Background

Voiding dysfunctions are common complications after rectal cancer resection, secondary to injury to the autonomic nervous plexus. In locally advanced rectal cancer nervous damage can be necessary in order to obtain curative resection. However, the development of a new surgical technique such as Total Mesorectal Excision, nerve sparing dissection (and about multivisceral resections bladder- sparing operations) and greater understanding of the regional anatomy has improved survival and decreased voiding and sexual dysfunction rates [1].

Material and methods

Between January and December 2003, 35 patients underwent surgery for colorectal cancer (10 left hemicolectomies 21 anterior resections and 4 abdomino-perineal resections). All patients underwent multichannel urodynamic evaluation. The data collected were: bladder capacity and compliance, sensitivity and contractility, and obstruction outlet.

Results

Twelve months after surgery, urodynamic alterations were found in 14 patients (40%); the most frequent patterns were detrusor overactivity (4 pts), vesico-sphincter dyssynergia (5 pts) and neurogenic bladder (2 pts).

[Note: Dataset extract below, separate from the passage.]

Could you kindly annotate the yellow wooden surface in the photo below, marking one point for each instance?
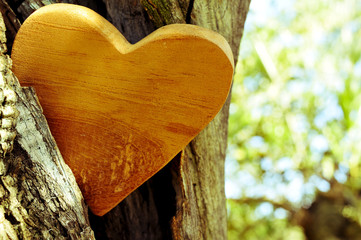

However, in six patients (5 of left hemicolectomy group and 1 of Miles’ group) obstruction outlet due to benign prostatic hypertrophy was discovered.

Conclusions

The optimal way to objectively describe urinary dysfunctions is by careful urologic history and urodynamic investigation before and after the operation.

In males over the age of 65, minimal neural damage during surgery may complicate any pre-existing bladder outlet obstruction from benign prostatic hypertrophy [2].

Laparoscopic rectal resection doesn’t adversely affect bladder function, but isn’t indicated for local rectal cancer [3]. Bladder dysfunction after colorectal surgery can be avoided by identifying and preserving the pelvic autonomic nerves, according to oncologic radicality in performing total mesorectal excision and, if possible, preferring bladder-sparing surgery respect to pelvectomy [4].